I also get ‘visual snow’ so there’s always what looks like TV static in my vision or what look like small white swirls if I look at a bright background like the sky.


I have a blue dot on my butt.

It’s a birthmark called a “Mongolian spot”, is usually only found on Asians, and almost always fades after puberty.

I’m 21 and white with no known Asian ancestry, and its still there!


On the left side of my head, above my ear, I’ve developed a random bald spot slightly larger than the diameter of a quarter.

Coincidentally, right below my right shoulder, I have a thick patch of back hair about the same size (my back is otherwise hairless).

It’s like a whole community of hair just said “fuck it” and moved to my body’s equivalent of Florida.


My immune system decided that having a functional digestive system would be too easy and started attacking it.


I only have one ball.

The left one got tangled up somehow during development and died off as far as i know.

Fun fact: The same thing happened to Mao Tse-Tung and Bruce Lee.


I have one attached and one unattached earlobe.


When I have certain sexual thoughts, I get an involuntary sneeze reaction.

It’s not all sexual thoughts, just the ones I find inappropriate.

Like, I when I first started fooling around with my girlfriend, (now my wife), at her mom’s house where we could get caught by her slightly younger sister, it happened a lot.

But fooling around in general wouldn’t cause the sneeze, unless I was about to suggest something a little naughtier than normal.

My wife knows now, so when we’re in bed and I sneeze, her first reaction is to ask if it’s an innocent sneeze or something else.

It’s only gotten me in trouble once or twice, like when her girlfriend casually mentioned threesomes and I sneezed immediately, which kind of pissed off my wife because she knew it wasn’t an innocent one.

Thankfully, her friends and sister  don’t know about my sneeze reaction.


My hands turn blue when it’s cold.

When it’s very cold they also have orange dots.


Brains are part of the body, right?

I have Prosopagnosia (face blindness), which means that I do not recognize or remember faces.

I can look at someone, turn around, turn back, and I won’t recognize their face. I don’t recognize my coworkers, friends, or family by face.

I have a lot of funny stories related to this…

I have (twice) met a coworker while not at work, had them greet me, and had to BS my way through an entire conversation, because I had no idea who they were. Same person. Twice.

Somewhat sad but really interesting story: My partner was hospitalized about a year ago.

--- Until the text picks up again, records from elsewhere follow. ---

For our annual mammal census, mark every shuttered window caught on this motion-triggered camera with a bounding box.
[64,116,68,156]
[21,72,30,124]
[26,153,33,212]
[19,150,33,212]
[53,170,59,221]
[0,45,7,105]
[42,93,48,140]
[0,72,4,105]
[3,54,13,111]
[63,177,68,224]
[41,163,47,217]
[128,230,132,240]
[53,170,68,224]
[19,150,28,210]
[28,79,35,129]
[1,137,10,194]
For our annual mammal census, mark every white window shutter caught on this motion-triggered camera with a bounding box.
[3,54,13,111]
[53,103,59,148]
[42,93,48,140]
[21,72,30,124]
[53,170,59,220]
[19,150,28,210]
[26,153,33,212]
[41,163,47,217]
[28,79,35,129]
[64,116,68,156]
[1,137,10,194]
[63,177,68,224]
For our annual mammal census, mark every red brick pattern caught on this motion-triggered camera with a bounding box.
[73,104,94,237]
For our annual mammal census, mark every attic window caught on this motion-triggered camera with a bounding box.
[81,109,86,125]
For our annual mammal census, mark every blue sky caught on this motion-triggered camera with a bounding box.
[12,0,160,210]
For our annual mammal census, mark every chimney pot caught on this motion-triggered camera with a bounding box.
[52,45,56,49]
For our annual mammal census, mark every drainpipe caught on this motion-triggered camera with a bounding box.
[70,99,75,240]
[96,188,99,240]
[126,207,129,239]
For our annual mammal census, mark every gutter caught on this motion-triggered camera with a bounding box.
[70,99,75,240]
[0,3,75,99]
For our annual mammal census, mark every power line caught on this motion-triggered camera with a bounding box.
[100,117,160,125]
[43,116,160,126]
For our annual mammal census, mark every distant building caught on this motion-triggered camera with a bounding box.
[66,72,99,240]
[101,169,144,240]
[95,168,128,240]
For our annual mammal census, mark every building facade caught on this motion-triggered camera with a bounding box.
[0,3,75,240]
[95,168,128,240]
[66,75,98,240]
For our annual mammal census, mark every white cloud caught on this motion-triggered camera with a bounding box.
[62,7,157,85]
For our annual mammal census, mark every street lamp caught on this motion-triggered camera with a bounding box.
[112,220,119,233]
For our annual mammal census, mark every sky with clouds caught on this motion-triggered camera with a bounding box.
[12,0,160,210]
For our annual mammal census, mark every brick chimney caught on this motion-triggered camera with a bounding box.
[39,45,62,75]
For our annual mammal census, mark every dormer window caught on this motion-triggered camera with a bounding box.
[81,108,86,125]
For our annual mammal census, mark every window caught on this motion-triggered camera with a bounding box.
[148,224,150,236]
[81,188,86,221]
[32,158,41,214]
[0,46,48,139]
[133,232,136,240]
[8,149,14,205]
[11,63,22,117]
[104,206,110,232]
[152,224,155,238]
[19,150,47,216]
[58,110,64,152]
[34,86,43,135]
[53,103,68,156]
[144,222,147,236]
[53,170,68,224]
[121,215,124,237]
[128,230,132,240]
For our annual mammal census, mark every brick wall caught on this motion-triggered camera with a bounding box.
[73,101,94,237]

His mother lives about about a 3 hour flight away, and she couldn’t come see him immediately. When she came in, I was still driving over, because I’d gone to work that morning to pick some stuff up, and when I walked in, I didn’t recognize her.

She has beautiful hair, a very interesting color. I didn’t realize she dyed it, and it had grown in grey between when she heard and when she came.

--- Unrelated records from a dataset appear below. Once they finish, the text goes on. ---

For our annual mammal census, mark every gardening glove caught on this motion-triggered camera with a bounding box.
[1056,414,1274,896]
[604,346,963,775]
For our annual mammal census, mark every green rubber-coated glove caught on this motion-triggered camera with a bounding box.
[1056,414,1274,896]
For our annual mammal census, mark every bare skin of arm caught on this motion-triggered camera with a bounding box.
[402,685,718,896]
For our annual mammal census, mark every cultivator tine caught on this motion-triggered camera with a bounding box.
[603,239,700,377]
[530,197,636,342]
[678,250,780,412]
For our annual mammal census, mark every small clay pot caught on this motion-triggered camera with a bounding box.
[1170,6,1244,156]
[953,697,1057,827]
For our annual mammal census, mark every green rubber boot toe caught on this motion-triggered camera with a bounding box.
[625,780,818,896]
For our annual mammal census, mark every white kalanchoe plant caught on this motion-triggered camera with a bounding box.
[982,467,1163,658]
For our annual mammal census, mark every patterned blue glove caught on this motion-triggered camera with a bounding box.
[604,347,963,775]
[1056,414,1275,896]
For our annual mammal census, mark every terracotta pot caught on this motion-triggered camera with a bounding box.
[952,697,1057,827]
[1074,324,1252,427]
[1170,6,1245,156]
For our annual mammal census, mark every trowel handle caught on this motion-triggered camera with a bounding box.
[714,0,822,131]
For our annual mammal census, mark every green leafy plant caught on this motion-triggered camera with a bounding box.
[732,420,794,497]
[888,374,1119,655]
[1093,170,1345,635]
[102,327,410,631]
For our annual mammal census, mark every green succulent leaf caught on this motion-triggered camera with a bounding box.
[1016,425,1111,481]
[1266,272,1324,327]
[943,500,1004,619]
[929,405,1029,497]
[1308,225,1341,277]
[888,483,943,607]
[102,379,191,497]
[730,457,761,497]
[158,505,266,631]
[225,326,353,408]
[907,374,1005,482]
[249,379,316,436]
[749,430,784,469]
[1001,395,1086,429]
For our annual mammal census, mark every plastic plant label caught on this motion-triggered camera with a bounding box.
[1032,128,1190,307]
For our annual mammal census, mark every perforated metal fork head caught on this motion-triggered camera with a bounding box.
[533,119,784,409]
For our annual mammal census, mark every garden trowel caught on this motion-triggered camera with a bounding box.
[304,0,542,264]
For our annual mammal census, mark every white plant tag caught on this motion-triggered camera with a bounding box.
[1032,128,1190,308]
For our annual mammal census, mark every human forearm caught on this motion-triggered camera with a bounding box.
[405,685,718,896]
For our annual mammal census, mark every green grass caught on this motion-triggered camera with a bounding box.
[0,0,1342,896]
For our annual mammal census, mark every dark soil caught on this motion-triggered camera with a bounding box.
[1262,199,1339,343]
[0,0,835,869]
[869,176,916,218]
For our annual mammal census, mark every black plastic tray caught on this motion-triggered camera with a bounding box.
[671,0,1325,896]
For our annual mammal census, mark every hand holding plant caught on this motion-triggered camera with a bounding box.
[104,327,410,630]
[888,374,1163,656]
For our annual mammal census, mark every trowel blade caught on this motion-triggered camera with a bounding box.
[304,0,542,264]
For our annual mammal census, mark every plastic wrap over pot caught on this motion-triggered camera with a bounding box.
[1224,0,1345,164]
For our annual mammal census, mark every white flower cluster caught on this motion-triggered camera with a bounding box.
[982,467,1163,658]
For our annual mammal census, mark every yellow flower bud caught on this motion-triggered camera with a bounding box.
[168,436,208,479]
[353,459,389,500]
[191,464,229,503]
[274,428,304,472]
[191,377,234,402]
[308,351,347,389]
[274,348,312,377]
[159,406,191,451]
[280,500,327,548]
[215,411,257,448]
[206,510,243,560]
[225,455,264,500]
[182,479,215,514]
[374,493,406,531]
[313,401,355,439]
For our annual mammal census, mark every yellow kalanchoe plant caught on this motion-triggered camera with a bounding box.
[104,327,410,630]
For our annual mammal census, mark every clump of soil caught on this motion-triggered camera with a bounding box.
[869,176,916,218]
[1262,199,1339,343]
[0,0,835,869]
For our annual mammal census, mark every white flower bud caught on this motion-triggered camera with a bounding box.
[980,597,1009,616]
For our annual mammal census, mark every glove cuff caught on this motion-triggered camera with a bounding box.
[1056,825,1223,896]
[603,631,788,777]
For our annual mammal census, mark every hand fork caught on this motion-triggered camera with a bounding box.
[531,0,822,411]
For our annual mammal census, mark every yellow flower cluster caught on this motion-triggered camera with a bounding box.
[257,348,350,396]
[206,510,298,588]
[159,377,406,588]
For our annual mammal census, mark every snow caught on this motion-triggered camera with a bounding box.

I asked if she was a nurse… Fortunately, she’s wonderful and totally understood.

Presentations are the bane of my existence.

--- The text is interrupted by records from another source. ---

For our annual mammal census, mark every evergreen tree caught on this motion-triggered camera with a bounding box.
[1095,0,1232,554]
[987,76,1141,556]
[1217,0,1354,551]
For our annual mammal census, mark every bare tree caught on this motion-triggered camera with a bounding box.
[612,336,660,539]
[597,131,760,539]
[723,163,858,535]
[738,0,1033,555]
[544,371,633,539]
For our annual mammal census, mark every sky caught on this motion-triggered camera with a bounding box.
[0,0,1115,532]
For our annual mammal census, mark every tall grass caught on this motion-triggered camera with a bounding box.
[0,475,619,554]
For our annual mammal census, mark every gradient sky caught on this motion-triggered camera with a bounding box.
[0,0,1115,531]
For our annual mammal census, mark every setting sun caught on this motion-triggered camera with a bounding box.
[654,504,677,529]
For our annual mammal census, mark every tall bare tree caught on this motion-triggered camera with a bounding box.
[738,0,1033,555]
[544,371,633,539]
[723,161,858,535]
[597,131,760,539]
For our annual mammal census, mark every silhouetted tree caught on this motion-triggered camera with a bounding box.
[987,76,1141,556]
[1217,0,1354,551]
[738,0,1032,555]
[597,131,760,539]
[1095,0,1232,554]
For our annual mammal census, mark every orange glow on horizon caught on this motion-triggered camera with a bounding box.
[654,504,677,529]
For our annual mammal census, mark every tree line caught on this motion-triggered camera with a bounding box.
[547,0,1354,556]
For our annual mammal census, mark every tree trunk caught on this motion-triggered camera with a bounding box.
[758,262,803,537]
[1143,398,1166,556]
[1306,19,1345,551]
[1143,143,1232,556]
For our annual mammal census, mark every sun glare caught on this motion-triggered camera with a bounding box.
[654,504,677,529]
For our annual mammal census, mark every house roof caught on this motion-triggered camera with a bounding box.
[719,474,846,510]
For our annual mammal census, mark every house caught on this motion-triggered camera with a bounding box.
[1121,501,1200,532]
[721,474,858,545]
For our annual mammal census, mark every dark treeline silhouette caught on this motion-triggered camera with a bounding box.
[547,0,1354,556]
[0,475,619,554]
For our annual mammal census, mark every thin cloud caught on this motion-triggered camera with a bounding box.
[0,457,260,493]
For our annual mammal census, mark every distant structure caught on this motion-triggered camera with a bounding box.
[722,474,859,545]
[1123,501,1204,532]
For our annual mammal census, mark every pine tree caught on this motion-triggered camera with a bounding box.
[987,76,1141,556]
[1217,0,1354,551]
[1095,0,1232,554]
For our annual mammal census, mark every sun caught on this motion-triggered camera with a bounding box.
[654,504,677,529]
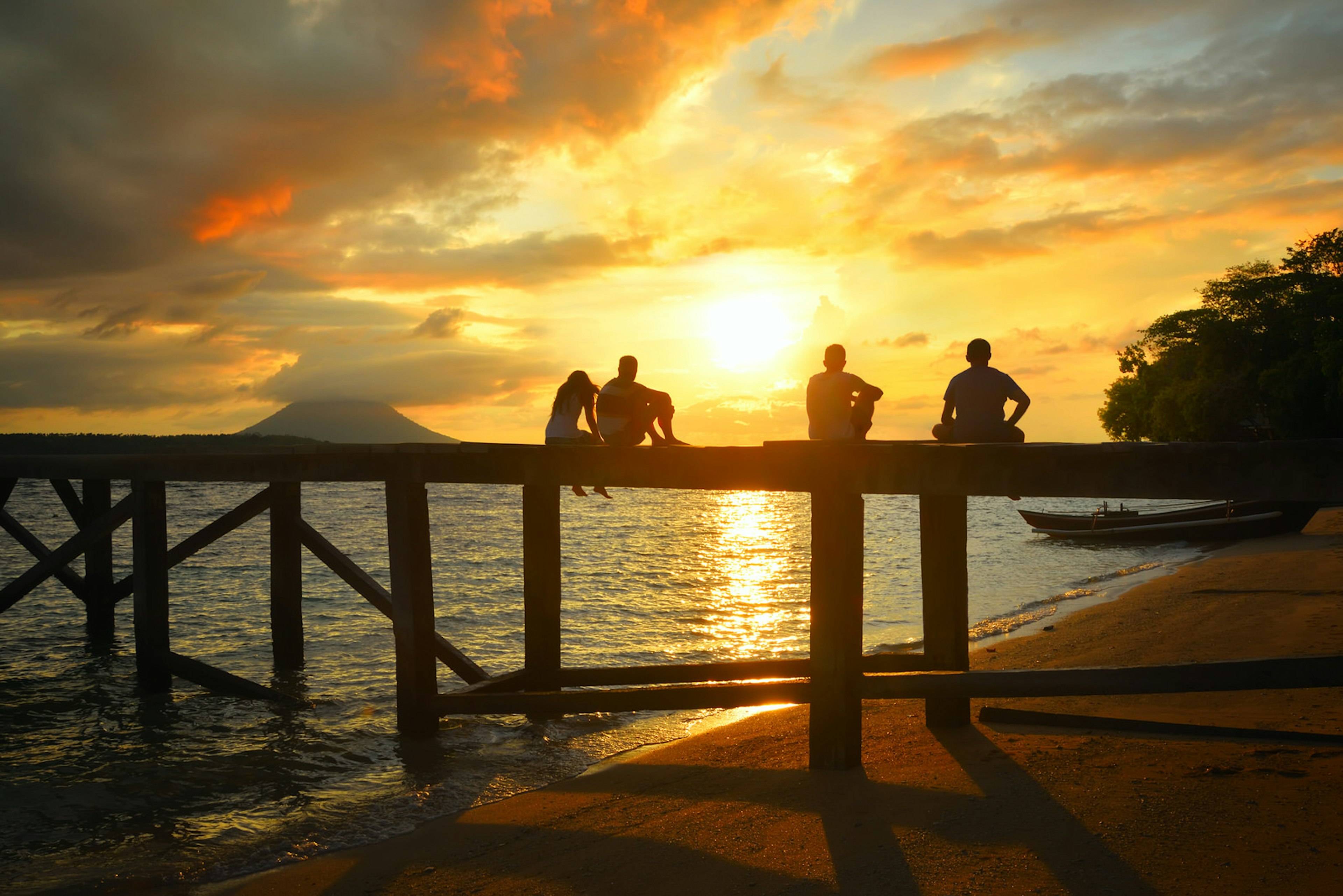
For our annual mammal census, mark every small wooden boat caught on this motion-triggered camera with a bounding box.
[1018,501,1320,542]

I had a friend at school who could do uncanny imitations of our professors. She also had some kick-ass tattoos, which were great for identifying her.

She knew I was face blind, but not quite how face blind, until she came up to me imitating a professor we shared.

Not only did I fall for it, she walked right up to me, ‘assigned’ some reading I’d missed, and walked off (small department, final year. This wasn’t altogether unusual).

The only reason I was remotely suspicious was that the professor wasn’t a talking-to-students type. She was wearing a jacket that covered her tattoos, and I had no idea who she was.